Зимняя война | страница 70



Он уже спал, лежал вверх лицом и храпел, когда в номер вошла, стуча высокими каблучками-шпильками, горничная с темно-шоколадной кожей, в белоснежном фартучке, наклонилась и взбила темными руками сугроб его подушки. Миг, другой мулаточка пристально глядела на спящего. Осторожно подалась вперед. Ее руки протянулись к пуговицам рубахи. Она раздела постояльца быстро и проворно, нежно и бережно. Закатила под простыню. Укрыла толстым, теплым, невесомым одеялом. Он не проснулся.


Сон. Ему видится сон.

Кому видится сон?

Никто никогда не знает, кому и зачем видится сон.

Сон — это жизнь. Это более, чем жизнь. Сон — жизнь, что сбылась, когда не сбылись мы.


Лязгнули затворы. Монах, весь затянутый в черное, мрачное, повел подслеповатыми глазами вбок, ухватил зрачками белое, мотающееся в небе на ветхой веревке молочное Солнце. В последний раз Солнце видеть. И Тот, на Кресте, видал его когда-то в последний раз.

— Молитву бы… на исход души…

Встала, замерцала Сияньем страшная тишина.

Люди в отрепьях топтались на снегу, как медведи. Руки у них были закинуты за спину, запястья перекручены веревками.

— Покреститься б…

— Не терпит Антихрист креста, руки вяжет… Что ж… крестись, братия, умом…

Хлопки выстрелов, сухие и беспощадные. Крики. Сдавленные стоны. Кровь на заиндевелых камнях. На комьях замерзлой каменно земли.

Кромка холодного белого песка. Берег моря. Они падали на продутый ветрами песок, перемешанный со снегом, твердым и колючим, как залежалое пшено, как попало — кто мешком, неуклюже и тяжело оседая, кто раскинув руки, будто собрался лететь, кто вытягиваясь в дикой судороге, ловя ветер распяленным, молчаливо кричащим косым ртом.

Последние бормотанья. Последние, бессмысленные, бредовые слова.

— Братие, тайну открою… здесь, с нами, Цари, среди нас…

— Помолитесь и за них…

— Где, где?!.. Господь, прими…

— …ежели и так — гибель благо… спасибо за пулю, народ наш неразумный… бо не ведали, что творили, никогда, во веки веков… ох, больно… прими, Господи, душу раба Твоего…

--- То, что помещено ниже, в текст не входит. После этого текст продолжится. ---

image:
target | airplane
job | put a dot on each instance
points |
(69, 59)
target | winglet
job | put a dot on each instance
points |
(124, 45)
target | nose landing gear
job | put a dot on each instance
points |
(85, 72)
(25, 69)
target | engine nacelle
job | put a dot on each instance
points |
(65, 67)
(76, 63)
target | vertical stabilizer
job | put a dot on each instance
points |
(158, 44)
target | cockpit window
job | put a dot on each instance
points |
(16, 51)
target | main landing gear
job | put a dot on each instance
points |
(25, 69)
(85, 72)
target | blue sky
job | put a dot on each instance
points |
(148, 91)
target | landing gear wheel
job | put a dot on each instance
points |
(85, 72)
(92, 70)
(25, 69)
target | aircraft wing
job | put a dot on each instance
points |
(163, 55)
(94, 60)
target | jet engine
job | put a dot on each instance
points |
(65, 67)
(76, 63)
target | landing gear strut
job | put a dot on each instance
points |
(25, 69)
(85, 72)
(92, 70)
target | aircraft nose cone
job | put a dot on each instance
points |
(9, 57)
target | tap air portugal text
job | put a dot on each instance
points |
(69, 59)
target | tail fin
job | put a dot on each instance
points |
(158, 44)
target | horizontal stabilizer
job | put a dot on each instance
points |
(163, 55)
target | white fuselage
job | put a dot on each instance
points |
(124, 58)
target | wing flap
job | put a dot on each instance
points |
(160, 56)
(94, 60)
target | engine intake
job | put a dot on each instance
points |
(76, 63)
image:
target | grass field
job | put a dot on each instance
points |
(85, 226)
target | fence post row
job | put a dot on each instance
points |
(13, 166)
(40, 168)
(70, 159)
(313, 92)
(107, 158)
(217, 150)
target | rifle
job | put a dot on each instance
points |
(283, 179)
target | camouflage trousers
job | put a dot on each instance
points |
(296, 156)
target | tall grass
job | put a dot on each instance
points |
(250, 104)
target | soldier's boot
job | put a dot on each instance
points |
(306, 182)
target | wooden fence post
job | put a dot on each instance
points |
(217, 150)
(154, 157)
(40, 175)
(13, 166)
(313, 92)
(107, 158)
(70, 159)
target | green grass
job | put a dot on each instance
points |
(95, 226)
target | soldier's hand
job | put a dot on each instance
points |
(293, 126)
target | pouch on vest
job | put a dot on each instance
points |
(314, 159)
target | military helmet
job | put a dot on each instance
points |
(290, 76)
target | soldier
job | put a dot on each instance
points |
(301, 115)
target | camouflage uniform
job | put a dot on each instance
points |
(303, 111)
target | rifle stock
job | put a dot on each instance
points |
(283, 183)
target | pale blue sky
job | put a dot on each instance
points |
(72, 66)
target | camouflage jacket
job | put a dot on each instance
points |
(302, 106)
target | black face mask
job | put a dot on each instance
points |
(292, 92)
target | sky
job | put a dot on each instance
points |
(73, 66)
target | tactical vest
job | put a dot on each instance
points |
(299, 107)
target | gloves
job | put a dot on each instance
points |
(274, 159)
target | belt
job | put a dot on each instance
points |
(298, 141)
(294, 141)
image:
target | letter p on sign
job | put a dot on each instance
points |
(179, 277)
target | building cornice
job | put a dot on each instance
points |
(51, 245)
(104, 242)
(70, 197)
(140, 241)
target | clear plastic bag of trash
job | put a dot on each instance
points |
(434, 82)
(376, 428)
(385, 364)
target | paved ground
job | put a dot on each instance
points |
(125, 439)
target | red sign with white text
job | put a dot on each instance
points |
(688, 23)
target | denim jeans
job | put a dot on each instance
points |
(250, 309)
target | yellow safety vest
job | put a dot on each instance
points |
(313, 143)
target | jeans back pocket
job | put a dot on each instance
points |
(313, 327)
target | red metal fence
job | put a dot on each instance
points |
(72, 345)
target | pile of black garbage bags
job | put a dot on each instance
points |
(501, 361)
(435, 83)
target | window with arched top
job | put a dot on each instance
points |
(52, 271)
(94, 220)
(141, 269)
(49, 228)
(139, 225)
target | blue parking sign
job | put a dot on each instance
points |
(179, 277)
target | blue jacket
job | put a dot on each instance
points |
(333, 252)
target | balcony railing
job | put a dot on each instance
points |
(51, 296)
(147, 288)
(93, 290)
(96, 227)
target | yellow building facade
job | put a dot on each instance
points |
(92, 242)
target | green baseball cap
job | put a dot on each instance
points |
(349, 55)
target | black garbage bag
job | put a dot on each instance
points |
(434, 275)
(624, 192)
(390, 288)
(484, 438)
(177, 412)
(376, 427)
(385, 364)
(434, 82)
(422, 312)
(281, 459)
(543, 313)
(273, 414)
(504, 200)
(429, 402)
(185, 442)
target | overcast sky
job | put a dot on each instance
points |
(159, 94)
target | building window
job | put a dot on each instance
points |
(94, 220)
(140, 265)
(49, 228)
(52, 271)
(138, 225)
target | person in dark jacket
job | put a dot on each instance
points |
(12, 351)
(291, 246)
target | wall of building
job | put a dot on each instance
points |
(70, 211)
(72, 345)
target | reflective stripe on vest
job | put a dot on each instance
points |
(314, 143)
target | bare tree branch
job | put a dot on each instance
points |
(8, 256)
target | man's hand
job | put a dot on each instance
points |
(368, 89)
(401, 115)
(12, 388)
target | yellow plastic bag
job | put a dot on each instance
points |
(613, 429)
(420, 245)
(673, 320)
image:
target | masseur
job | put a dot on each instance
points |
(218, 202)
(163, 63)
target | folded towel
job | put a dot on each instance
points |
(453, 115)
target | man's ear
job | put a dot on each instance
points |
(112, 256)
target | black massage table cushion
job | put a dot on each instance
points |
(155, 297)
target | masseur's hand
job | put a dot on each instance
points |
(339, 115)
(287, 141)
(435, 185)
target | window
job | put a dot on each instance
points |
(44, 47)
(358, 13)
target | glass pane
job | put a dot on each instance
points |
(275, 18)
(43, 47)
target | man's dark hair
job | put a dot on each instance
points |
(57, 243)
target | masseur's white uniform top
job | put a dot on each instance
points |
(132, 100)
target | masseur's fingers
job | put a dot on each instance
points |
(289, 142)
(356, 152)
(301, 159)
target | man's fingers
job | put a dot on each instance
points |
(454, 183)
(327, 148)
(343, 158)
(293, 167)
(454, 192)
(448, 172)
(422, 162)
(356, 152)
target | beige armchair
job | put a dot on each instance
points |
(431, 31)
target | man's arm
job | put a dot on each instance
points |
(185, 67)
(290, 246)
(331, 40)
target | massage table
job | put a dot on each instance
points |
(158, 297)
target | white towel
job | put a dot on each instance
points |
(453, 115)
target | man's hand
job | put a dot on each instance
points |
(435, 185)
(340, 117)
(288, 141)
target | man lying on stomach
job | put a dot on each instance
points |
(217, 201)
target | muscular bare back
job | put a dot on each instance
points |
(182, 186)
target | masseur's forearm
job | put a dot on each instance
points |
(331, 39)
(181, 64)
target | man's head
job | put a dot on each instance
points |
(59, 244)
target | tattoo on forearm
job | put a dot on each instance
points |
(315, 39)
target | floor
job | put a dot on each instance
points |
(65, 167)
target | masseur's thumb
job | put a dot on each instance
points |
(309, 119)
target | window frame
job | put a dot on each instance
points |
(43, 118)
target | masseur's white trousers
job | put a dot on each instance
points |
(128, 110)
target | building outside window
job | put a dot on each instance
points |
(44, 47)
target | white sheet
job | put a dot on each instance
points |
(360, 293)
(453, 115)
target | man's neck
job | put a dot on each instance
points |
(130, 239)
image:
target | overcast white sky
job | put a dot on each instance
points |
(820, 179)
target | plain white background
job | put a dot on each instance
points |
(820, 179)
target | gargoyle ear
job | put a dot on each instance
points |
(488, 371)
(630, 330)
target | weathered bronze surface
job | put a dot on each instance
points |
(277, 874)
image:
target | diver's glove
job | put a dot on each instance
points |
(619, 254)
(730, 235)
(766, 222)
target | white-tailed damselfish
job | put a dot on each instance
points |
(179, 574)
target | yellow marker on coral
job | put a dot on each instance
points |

На промерзшую, сухую и колкую землю, в темнеющих отсырелых рубцах залысин, вылизанных прибоем, падали, цепко и отчаянно хватаясь друг за друга, двое — мужчина и женщина. Косы женщины, короной уложенные на голове, когда-то золотые, сияли сединой насквозь. Она прокусила себе губу до крови, но не закричала. Солдаты стреляли в нее близко и сразу попали, прострелили грудь, живот. Мужчина упал на одно колено, рукой вцепился в ее руку, лицо его перекосилось от невероятья последней боли. Господи, все что угодно, только не такая боль. Как тяжко умирать. Как трудно это, как больно, Господи. И это лучше, чем принимать муки Твои. Он помнит, как на их глазах вывели людей на мороз и обливали водой из ведер, из пожарных шлангов. Все, облитые водой, застыли. Все превратились в глыбы льда. И рты у людей под слоем льда, подо льдом, прозрачным, как слеза или алмаз, кричали. Рты кричали: ЗА ЧТО?! ЗА ЧТО, ГОСПОДИ?!